図●日本IBMが主張するExchangeと比べたときのNotes/Domino 6の主な優位点と戦略
Exchangeからの乗り換えを促す「Winback作戦」を本格展開する

 一方で、ノーツ・ユーザーの移行時期を狙って、マイクロソフトがノーツからExchangeへの乗り換えを促している。これについてゾラー氏は、「セキュリティの高さや、レプリケーション(データ複製)機能、アプリケーションの高速開発手法(RAD)、予定管理機能などにおいて、Exchangeよりも優位にある」と主張する([拡大表示])。日本IBMの堀田一芙(かずふ)常務ソフトウエア事業部長は、「電子メールや掲示板機能などをノーツからExchangeに乗り換えた企業でも、文書管理などでノーツがまだ利用されている。ノーツをこれまで利用してきた社員の経験やノウハウが企業に蓄積されている。乗り換えを検討する企業は、こうしたことを正しく評価すべき」と訴える。

 逆に、日本IBMは、Exchangeからノーツへの乗り換えを促す「Winback作戦」を本格展開する。乗り換え時の価格面での優遇や、Exchangeで管理しているデータをノーツ環境へ移行するツールの提供などを行う。乗り換え価格は明らかにしていないものの、「ライセンス料を気にせず乗り換えてもらうよう、かなりの割引をする。IBMは長期にわたって利用契約をしてもらうことを目標にしている」(ゾラー氏)。

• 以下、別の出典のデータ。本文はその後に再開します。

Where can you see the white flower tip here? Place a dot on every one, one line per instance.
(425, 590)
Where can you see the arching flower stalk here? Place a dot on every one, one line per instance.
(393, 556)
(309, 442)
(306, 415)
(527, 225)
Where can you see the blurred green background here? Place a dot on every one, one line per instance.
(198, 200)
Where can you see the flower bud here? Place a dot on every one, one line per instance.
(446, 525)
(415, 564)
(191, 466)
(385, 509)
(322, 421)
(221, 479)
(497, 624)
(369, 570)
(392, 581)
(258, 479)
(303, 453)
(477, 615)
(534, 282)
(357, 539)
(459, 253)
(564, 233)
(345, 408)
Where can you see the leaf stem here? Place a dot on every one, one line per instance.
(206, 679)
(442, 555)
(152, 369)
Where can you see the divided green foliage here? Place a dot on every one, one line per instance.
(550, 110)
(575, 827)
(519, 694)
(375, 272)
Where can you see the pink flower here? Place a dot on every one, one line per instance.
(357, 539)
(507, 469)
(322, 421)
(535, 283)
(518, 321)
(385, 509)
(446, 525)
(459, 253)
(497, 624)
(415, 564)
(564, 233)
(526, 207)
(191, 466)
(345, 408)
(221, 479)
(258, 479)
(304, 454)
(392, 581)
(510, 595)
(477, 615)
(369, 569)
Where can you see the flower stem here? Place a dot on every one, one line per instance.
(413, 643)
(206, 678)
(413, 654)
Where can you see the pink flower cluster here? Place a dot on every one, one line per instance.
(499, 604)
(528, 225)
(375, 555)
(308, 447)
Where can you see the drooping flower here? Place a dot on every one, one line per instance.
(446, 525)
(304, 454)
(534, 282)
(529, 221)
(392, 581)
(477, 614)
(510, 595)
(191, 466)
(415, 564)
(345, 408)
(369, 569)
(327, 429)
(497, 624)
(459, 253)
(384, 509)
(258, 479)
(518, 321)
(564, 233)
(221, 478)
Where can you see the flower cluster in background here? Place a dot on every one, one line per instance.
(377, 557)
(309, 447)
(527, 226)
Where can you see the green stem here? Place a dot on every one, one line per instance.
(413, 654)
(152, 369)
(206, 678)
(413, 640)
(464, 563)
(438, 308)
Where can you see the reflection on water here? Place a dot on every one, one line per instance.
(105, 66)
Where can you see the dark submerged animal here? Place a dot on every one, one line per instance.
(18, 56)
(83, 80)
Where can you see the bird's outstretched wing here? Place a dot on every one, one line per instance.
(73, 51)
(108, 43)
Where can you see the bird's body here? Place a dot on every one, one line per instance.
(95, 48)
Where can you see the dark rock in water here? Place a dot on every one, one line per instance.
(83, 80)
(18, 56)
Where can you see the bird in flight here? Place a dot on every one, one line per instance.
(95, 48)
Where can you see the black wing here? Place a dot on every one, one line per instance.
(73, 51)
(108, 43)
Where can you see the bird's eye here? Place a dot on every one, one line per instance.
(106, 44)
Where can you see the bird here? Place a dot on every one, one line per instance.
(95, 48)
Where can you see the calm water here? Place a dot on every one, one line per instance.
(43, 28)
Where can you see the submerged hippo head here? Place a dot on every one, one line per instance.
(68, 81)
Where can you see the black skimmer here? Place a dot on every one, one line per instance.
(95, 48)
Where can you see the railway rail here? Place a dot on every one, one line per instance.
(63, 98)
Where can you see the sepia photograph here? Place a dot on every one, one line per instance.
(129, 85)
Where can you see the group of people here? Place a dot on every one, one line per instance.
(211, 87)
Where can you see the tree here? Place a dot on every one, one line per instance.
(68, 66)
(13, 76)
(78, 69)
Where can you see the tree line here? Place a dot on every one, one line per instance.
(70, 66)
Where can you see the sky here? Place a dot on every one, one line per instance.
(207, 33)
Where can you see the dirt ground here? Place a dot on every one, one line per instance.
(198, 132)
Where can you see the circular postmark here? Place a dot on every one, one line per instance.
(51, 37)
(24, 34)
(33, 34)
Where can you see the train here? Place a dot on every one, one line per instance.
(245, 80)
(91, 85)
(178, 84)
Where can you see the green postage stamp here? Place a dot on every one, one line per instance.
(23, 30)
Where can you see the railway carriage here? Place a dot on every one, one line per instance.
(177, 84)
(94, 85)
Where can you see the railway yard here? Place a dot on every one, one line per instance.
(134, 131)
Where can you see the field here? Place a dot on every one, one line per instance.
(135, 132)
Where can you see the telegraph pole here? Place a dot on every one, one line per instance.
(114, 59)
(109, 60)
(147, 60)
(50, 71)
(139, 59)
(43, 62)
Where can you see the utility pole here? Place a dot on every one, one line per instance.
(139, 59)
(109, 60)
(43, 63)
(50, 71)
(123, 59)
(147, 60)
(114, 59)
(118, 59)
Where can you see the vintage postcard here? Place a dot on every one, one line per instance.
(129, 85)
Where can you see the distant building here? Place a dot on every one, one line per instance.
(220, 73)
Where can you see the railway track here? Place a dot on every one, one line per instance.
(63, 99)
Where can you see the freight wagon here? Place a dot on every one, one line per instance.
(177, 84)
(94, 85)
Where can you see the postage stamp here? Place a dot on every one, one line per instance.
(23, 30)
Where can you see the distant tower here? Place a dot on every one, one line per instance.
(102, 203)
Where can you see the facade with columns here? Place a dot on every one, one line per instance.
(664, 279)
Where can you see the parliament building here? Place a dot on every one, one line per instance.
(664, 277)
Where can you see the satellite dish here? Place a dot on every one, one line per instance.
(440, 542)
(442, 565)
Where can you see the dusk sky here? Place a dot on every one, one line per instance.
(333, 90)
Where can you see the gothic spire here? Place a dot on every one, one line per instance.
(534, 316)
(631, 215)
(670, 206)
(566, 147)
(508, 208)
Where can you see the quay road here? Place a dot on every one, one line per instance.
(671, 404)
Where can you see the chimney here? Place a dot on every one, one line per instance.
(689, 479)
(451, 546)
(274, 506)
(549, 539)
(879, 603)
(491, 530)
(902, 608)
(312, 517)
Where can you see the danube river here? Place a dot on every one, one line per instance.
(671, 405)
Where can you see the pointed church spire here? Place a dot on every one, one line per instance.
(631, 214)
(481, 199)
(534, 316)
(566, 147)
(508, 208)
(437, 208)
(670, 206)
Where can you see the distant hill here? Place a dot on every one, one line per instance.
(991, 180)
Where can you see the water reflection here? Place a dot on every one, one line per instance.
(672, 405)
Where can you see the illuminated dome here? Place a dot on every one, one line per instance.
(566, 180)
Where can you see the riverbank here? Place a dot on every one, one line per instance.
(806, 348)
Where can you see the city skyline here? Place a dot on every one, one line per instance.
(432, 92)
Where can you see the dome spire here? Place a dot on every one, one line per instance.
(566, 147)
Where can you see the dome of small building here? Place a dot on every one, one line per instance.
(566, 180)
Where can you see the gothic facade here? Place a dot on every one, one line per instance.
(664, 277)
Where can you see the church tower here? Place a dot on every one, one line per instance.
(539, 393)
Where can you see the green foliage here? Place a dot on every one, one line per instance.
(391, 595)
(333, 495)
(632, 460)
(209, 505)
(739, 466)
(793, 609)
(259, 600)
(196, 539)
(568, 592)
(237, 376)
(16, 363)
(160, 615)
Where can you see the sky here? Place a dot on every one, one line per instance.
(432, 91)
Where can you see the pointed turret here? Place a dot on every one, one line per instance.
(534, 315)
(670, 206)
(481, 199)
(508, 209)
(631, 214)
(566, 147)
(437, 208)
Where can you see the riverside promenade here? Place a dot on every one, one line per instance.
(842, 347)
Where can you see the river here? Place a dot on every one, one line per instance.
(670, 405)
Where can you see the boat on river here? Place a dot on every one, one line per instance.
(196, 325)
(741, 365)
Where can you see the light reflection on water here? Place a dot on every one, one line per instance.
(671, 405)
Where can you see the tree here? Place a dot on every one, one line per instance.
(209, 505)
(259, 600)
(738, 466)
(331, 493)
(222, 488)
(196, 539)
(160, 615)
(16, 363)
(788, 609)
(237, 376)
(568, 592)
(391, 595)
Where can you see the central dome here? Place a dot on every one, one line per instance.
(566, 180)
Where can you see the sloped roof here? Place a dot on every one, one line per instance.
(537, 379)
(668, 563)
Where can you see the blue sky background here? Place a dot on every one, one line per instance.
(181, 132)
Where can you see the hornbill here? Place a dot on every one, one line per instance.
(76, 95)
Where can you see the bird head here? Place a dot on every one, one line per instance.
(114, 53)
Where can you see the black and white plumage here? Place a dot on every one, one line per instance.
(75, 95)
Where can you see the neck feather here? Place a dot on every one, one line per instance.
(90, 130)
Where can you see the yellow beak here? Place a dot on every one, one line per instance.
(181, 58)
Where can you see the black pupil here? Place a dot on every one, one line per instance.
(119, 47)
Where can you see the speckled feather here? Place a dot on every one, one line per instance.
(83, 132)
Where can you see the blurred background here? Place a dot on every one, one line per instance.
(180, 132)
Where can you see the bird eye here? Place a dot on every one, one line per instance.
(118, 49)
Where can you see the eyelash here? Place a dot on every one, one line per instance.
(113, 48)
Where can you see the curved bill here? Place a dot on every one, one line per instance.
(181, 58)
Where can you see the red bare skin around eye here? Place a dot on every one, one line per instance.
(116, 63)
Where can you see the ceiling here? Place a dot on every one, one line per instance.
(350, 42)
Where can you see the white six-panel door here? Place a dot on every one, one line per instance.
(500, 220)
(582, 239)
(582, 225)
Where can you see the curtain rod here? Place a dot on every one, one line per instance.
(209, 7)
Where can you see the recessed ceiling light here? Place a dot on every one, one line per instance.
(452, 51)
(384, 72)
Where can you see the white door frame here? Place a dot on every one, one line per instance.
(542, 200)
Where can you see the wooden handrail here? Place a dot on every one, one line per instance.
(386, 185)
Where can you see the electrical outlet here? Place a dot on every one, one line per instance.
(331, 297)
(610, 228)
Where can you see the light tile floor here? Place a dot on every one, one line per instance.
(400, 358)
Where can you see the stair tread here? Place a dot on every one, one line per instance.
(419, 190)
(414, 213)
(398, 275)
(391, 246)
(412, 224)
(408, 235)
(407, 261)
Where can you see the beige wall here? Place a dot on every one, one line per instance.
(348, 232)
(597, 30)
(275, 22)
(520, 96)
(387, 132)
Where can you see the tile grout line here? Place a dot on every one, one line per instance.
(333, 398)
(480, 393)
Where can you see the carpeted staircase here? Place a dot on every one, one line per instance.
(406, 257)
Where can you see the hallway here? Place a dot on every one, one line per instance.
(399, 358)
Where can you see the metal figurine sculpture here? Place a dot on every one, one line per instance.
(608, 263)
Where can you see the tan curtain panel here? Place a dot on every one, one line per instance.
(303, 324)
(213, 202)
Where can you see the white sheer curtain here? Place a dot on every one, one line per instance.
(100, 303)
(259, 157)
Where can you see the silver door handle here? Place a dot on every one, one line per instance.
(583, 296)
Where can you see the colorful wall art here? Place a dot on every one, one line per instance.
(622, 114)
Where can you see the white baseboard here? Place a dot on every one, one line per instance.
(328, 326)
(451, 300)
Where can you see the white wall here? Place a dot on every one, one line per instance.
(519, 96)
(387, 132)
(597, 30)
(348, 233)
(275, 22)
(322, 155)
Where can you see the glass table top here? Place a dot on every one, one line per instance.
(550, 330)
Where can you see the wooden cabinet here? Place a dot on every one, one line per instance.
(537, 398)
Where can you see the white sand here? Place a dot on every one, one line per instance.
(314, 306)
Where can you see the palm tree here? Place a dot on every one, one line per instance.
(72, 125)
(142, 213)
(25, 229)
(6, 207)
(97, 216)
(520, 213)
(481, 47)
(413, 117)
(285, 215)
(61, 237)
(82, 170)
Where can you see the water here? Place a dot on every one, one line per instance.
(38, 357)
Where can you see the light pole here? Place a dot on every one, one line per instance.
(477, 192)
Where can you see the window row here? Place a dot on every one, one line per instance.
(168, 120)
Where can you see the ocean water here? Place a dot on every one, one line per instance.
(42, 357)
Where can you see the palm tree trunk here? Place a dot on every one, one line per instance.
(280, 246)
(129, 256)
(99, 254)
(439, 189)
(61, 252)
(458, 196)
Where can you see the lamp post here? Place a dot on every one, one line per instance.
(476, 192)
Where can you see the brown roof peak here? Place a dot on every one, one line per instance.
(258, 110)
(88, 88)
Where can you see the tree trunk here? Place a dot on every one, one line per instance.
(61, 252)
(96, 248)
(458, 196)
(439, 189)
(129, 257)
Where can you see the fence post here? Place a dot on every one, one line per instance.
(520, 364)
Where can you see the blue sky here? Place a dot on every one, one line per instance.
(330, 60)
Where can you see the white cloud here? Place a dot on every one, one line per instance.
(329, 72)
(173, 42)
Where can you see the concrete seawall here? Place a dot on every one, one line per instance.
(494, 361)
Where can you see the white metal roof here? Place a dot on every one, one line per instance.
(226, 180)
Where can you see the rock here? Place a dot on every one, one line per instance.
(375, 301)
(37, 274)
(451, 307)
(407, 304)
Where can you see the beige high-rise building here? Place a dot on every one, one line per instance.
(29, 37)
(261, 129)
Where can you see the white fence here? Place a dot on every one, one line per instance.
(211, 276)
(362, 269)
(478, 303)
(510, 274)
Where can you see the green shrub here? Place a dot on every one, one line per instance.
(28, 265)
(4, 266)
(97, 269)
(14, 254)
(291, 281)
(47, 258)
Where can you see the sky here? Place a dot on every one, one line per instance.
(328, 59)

 このほか日本IBMは、ノーツと組み合わせて利用できる電子会議ソフト「Sametime」の国内での普及にも力を入れる。「欧米とは文化が異なり、これまで日本では普及が進まなかった。今後は、翻訳機能や在席確認機能の良さを訴えていきたい」(ゾラー氏)。翻訳機能は、例えばチャットで日本語を入力すると、サーバー側で自動翻訳し、海外拠点のユーザーの画面には英語で表示するもの。チャットをしながら画面上で共有しているグラフなどを指し示すことも可能だ。